Voici une critique publiée sur l’Express:

A.L.F.

Par Clément Sautet (Studio Ciné Live)

Bon propos ne fait pas forcément bon film. C’est le cas de celui de Jérôme Lescure car il s’attaque aux conditions de vie des animaux de laboratoire dans une fiction aussi flemmarde qu’indigeste.

Il peine à trouver l’émotion avant la dernière scène, assommant le spectateur d’images d’archives. Il manque également de jugement sur la crédibilité de ses personnages appartenant davantage au Front de libération des poulets de fast-foods qu’à une milice secrète de la SPA. Alors oui, il y a du fond, légitime, mais la réalisation n’est pas à la hauteur du sujet.

Voici l’avis du Monde :

« A.L.F. » : un ciné-tract pour la cause animale

Cette fois, l’acronyme ne se développe pas en Alien Life Form, comme dans « ALF », la série américaine, mais en Animal Liberation Front, comme dans ces opérations commando qui libèrent des animaux destinés à l’expérimentation. Pas d’extra-terrestre velu donc, mais des bêtes de tous poils soumises à des tortures terrifiantes.

Le film est entrecoupé d’images au statut incertain, filmées dans des laboratoires – singes au crâne percé d’électrodes, chiens délibérément asphyxiés. Il n’est pas question de douter de l’authenticité de ces brèves séquences documentaires, simplement de remarquer qu’elles sont extraites de tout contexte.

On aurait pu y ajouter les rats blancs cancéreux du professeur Séralini, nourris aux OGM, mais très vite on comprend que le réalisateur et scénariste n’est pas ici pour poser des questions. Il préfère répondre à celle qu’énonce l’un des personnages de cette fiction propagandiste : « Que faisiez-vous pendant l’holocauste des animaux ? ».

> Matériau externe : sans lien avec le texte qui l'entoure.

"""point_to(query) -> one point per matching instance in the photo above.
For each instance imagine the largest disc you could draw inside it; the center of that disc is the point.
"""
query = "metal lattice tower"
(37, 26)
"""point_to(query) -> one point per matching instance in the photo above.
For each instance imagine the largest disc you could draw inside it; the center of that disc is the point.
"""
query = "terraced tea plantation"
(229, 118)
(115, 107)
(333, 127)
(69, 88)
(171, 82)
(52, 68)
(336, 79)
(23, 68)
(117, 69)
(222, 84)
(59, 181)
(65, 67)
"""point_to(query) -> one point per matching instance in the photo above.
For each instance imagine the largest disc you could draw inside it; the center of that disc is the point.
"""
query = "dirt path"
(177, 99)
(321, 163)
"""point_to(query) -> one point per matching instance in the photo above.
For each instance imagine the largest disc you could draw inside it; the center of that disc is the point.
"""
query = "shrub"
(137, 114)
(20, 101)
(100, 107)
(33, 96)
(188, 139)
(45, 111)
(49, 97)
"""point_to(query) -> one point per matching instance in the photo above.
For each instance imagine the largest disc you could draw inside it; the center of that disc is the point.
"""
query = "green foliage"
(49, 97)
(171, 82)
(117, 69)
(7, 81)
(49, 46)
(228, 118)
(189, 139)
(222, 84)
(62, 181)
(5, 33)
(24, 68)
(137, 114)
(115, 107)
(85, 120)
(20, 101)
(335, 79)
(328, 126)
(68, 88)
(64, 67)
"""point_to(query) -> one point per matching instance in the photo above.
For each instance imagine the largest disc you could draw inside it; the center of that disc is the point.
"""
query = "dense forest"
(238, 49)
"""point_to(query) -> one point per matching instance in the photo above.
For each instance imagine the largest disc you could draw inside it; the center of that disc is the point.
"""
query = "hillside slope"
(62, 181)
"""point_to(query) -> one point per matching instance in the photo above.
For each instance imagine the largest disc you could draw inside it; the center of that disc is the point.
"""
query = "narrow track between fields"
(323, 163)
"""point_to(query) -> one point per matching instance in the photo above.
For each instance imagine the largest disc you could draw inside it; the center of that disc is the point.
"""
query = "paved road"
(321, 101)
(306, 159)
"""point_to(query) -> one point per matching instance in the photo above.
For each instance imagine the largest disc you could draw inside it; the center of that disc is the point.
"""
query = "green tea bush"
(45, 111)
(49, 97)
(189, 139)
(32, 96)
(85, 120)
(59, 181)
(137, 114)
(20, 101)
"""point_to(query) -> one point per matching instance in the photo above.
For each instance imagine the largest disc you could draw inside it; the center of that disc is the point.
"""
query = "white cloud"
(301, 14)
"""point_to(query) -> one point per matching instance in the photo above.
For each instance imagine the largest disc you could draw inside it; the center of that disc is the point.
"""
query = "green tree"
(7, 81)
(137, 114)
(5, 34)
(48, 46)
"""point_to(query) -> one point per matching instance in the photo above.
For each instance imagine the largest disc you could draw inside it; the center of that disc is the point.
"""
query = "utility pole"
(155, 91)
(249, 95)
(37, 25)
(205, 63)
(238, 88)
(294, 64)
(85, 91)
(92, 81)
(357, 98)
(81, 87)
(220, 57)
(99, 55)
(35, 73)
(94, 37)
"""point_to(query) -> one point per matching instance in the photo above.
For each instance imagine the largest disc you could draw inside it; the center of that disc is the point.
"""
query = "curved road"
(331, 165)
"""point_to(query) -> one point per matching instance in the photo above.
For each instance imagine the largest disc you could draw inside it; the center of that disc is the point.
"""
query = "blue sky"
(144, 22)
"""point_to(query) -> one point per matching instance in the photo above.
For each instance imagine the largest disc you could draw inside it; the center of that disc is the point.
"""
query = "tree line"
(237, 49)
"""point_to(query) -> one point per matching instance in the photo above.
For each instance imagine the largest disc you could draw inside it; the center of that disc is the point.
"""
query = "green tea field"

Jérôme Lescure faisait un film, l’histoire découpée en tranches dispersées dans le temps de l’incursion d’un groupe de militants dans un laboratoire afin d’en extraire des chiens promis à la vivisection. Puisque le dirigeant de ce petit groupe est interrogé par un policier compréhensif, on comprend que l’affaire a mal tourné.

Un bref moment, on se demande si ce militant, Franck (Alexandre Laigner), va se laisser aller au doute. Il faut bientôt se rendre à l’évidence, Franck est un martyr, prêt à sacrifier sa liberté à la juste cause. Il n’aurait pas fallu beaucoup plus qu’un court-métrage pour énoncer cette thèse, qui relève de l’évidence pour ses tenants.

Mais Jérôme Lescure a voulu lui donner la forme d’un long-métrage dramatique. Le scénario multiplie les personnages : une journaliste affligée d’un amant déçu et jaloux, une actrice qui découvre la futilité de son art en le comparant à la grandeur de la cause des animaux, un garçon qui préfère consacrer la nuit de Noël à la libération des chiens plutôt que de rester au chevet de sa mère agonisante.

Ces intrigues secondaires parasitent le propos principal, d’autant qu’elles sont maladroitement dialoguées et jouées, même si l’on voit apparaître de temps en temps quelques comédiens chevronnés (Philippe Laudenbach, Didier Sandre). Cette faiblesse est aggravée par l’absence du morceau de bravoure attendu – la libération des chiens – sans doute impossible à réaliser faute de moyens.

La candeur un peu stridente de ce film en limite l’intérêt, tout en en garantissant la sincérité. A.L.F. est pourtant voué à l’échec, tant sa maladresse lui interdit d’attirer l’attention des indifférents. Au mieux, Jérôme Lescure aura réussi à conforter la foi des convertis.